Random walk#

What you need to know

  • Summing independent random variables results in another random variable called sumple sum. The mean of the sample sum is different from the population mean or expectation which is an exact quantity we want to approximate by sampling.

  • The Law of Large Numbers is a principle that states that as the number \(N\), the sample mean approaches the population mean with a standard deviation falling off as \(N^{-1/2}\)

  • The Central Limit Theorem (CLT) tells us that summing independent and identically distributed random variables with well-defined means and variances results in Gaussian distribution regardless of the nature of a random variable.

  • A model of random walk describes the erratic, unpredictable motion of atoms and molecules, providing a fundamental model for diffusion processes and molecular motion in fluids. The number of steps to the right (or left) of a 1D random walker results in a binomial probability distribution. Following CLT binomial distribution in the large N limit can be shown to be well approximated by gaussian with the same mean and variance.

Sum of Random Variables#

  • Consider a sequence of independent and identically distributed (i.i.d.) random variables, \(X_1, X_2, \ldots\). Examples include coin tosses, the random displacement of a molecule, or the random placement of a molecule in the left vs. right corner of a box. Being identically distributed means each term has a well-defined mean \(\mu\) and variance \(\sigma^2\):

  • The sum of \(n\) random variables, denoted by \(S_n\), is called a sample sum, and average of sum is called a sample mean. Our goal is to understand how these summed or aggregated quantities behave as a function of sample size.

\[S_n = \sum_{i=1}^n X_i\,\,\,\,\,\,\,\, M_n = \frac{1}{n}\sum_{i=1}^n X_i\]
  • Expectation is always a linear operator. Variance in general is not. But for i.i.d. random variables, variance becomes linear operator.

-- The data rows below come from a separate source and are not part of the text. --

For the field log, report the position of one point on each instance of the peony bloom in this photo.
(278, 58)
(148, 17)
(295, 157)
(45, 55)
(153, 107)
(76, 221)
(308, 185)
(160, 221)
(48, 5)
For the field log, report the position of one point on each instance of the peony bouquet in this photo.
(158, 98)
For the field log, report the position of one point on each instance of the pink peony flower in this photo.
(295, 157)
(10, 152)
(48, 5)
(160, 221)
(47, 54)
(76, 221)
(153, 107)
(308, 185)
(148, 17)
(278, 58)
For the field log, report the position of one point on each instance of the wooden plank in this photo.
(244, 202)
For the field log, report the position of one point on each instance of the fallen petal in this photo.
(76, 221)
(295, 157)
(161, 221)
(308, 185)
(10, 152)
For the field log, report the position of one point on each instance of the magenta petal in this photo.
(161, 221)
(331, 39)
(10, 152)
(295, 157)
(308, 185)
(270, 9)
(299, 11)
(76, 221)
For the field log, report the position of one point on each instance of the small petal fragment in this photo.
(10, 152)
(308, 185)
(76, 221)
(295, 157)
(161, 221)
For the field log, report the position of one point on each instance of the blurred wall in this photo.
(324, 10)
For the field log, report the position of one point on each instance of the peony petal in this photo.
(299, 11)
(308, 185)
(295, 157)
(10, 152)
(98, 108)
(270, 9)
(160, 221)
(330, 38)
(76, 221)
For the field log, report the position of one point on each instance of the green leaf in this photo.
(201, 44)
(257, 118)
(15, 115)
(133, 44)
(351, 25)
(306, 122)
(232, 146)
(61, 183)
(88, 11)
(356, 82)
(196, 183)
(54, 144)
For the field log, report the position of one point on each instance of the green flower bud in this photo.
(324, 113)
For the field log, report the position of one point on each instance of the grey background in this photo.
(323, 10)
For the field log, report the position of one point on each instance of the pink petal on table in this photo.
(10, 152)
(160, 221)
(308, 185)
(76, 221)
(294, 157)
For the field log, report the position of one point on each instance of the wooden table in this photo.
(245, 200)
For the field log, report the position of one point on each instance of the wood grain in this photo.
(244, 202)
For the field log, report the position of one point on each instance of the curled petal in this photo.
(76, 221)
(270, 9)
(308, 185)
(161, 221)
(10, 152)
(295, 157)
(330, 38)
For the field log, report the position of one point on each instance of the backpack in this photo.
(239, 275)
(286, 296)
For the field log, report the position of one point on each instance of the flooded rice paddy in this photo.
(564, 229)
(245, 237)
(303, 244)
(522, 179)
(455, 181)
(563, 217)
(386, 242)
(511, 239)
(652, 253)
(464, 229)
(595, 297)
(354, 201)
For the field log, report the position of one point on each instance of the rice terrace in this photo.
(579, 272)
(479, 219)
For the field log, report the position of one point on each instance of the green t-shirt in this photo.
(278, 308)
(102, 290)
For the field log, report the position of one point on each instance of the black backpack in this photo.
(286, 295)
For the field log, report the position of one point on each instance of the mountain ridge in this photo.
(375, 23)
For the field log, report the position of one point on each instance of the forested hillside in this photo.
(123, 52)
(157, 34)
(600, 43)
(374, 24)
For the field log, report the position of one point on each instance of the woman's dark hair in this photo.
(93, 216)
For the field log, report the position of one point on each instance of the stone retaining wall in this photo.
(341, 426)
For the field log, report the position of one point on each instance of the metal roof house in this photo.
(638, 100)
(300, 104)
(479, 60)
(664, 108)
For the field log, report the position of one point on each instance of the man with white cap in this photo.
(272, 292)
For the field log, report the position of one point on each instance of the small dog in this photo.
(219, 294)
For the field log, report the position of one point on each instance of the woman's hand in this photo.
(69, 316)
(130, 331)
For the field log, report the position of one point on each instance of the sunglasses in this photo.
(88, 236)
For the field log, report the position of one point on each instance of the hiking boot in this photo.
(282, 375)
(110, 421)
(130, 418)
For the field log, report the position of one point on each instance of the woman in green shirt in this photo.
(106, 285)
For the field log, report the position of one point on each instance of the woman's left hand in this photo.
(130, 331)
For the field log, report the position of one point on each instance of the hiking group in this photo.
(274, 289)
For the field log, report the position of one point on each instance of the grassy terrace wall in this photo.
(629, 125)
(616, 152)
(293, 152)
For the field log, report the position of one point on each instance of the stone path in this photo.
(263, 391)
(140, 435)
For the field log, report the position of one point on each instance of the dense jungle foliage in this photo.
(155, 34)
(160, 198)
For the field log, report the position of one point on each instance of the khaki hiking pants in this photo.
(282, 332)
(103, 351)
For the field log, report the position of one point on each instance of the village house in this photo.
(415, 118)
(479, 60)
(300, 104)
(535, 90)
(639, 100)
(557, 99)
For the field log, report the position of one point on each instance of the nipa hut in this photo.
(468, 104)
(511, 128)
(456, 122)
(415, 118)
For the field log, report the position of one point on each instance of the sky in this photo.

To show this we denote mean subtracted random variable as \(Y_i = X_i - \mu\) which has zero expectation \(E[Y_i] = 0\)

  • Because of the independence of random variables all cross-terms are zero \(E[Y_i Y_j] = 0\) for \(i \neq j\) and all the self-terms \(i=j\) are equal to variance \(E[Y^2_i] = V[X_1]=\sigma^2\)

\[E(S_n) = \sum_{i=1}^n E(X_i) = n\mu\]
\[V(S_n) = E[(S_n - E[S_n])^2] = E\Big[\Big(\sum^{i=n}_{i=1} Y_i\Big)^2\Big]=\sum_i \sum_j E[Y_i Y_j] = \sum_i E[Y^2_i] = n\sigma^2\]

Law of Large Numbers (LLN)#

  • Both mean and variance of sum of random variables grows linearly with \(n\):

\[E[S_n] = n\mu\]
\[V[S_n]= n\sigma^2\]
  • This has consequence on how we estimate means from samples \(M_n = \frac{1}{n} S_n\).

  • Sample mean becomes increasingly more accurate with the error or standard deviation decaying with \(1/2\) exponent.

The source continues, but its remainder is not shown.